I have an Xbox360 and a 942 hooked to the same TV. Is there any way I could record what the 360 was displaying on the screen? (myself playing - yes I am a geek). Or can the 942 only record something from the guide? Many people record their 360 action with a PC and video cap card but I am hoping to avoid setting all that up.


Thanks in advance for any info!


----------



## Michael P (Oct 27, 2004)

All E* DVR's can only record either satellite-delivered or OTA delivered signals.

Now if the XBOX 360 had an ASTC modulator you might be able to record to the 942, however I don't think there are many ASTC modulators out there available to the general public.


----------



## JasonMN (Jun 12, 2006)

this is getting OT for this forum..but I also have a slighty older single TV SD DVR collecting dust...a 625 maybe? It was from Fall 2005. Could I possibly use that?

Thanks again for any info.


----------



## Michael P (Oct 27, 2004)

No. E* DVR's need to have the program already in MPEG2 format. The only possible way to get the XBOX into an HD DVR is through the digital OTA (ASTC format). Forget any SD DVR, none of those could record from an OTA input.

The only ASTC modulator I am aware of was an early attempt by E* at an HD IRD. The model 5000 had "expansion ports". One of these ports accepted an ASTC modulator adaptor. But this was only functional to view the one or two
HD channels that were available on the satellite. 

What you need is a stand-alone ASTC modulator. I don't believe one exists today.

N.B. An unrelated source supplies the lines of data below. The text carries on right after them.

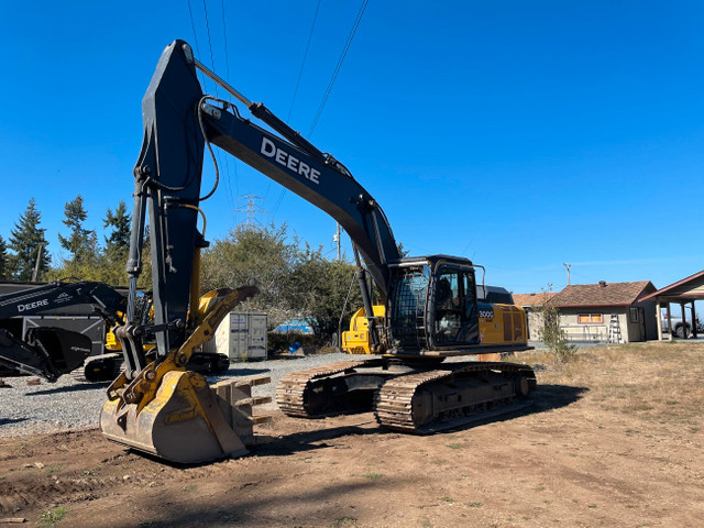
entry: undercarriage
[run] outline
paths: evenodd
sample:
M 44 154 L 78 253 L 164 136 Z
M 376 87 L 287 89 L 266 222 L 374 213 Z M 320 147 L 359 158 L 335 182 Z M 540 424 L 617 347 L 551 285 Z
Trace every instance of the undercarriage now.
M 532 369 L 516 363 L 375 359 L 290 373 L 276 402 L 300 418 L 373 410 L 386 429 L 427 435 L 525 407 L 535 387 Z

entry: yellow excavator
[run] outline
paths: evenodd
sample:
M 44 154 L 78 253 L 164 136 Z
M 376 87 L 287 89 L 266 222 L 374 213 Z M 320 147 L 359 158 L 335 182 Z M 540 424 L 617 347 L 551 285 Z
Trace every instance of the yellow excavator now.
M 505 288 L 496 286 L 477 287 L 480 307 L 480 342 L 484 345 L 524 345 L 528 341 L 528 321 L 526 311 L 514 302 Z M 384 305 L 373 305 L 374 319 L 386 316 Z M 364 307 L 350 318 L 350 330 L 342 332 L 341 349 L 348 354 L 373 354 L 370 319 Z M 505 355 L 499 352 L 477 353 L 477 361 L 501 361 Z
M 238 102 L 204 95 L 197 70 Z M 262 125 L 242 117 L 242 108 Z M 198 306 L 200 250 L 208 245 L 201 202 L 218 180 L 212 145 L 333 217 L 352 240 L 365 312 L 374 314 L 369 277 L 384 306 L 367 328 L 370 350 L 380 356 L 284 376 L 276 391 L 284 413 L 308 418 L 373 410 L 383 428 L 430 433 L 527 404 L 536 386 L 529 366 L 444 362 L 528 349 L 519 310 L 480 301 L 479 266 L 442 254 L 402 257 L 384 211 L 342 163 L 205 67 L 184 41 L 162 54 L 142 110 L 129 295 L 124 321 L 114 331 L 125 370 L 102 406 L 100 428 L 108 439 L 179 463 L 246 452 L 239 419 L 257 398 L 235 396 L 242 393 L 237 383 L 211 387 L 186 369 L 232 306 L 254 294 L 253 287 L 229 292 L 201 320 L 189 309 Z M 206 151 L 216 165 L 216 183 L 204 191 Z M 136 284 L 147 219 L 154 318 L 145 322 L 136 309 Z M 490 342 L 482 320 L 493 320 L 504 339 Z M 147 341 L 155 343 L 148 354 Z

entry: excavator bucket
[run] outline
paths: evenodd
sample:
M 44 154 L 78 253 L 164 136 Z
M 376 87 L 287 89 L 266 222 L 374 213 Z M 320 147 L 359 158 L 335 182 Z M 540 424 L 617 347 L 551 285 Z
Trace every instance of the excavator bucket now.
M 248 450 L 220 413 L 217 396 L 195 372 L 167 372 L 144 408 L 108 400 L 100 413 L 100 429 L 110 440 L 172 462 L 194 464 Z
M 212 338 L 232 307 L 253 292 L 252 286 L 231 290 L 208 309 L 179 349 L 163 361 L 146 365 L 134 380 L 120 374 L 108 388 L 108 400 L 100 413 L 103 435 L 114 442 L 183 464 L 246 454 L 240 431 L 234 429 L 239 425 L 233 421 L 237 413 L 232 411 L 243 402 L 223 400 L 202 374 L 186 371 L 185 365 L 193 351 Z

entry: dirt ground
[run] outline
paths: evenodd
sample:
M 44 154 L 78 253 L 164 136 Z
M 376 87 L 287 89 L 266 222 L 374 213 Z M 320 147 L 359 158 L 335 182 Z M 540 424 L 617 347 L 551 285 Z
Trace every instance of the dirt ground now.
M 297 420 L 249 457 L 164 464 L 97 430 L 0 441 L 0 517 L 41 527 L 701 527 L 704 345 L 547 354 L 529 409 L 430 437 Z M 0 526 L 14 526 L 4 525 Z M 19 525 L 23 526 L 23 525 Z M 26 525 L 24 525 L 26 526 Z

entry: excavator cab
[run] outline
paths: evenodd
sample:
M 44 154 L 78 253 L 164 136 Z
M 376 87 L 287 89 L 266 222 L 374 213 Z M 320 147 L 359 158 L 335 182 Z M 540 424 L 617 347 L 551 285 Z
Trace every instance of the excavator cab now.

The line input on E* DVR's (channel 0) are only there as a convenience. You cannot record form that input.


----------



## JasonMN (Jun 12, 2006)

Thanks Michael. My other reciever is actually an 811. I move this to that forum..


Thanks again.


----------



## Jon Spackman (Feb 7, 2005)

Jason- Just get an inexpensive dvd recorder. at the low settings they will record hours of play (from your 360 or whatever).


Closing because this is off topic


----------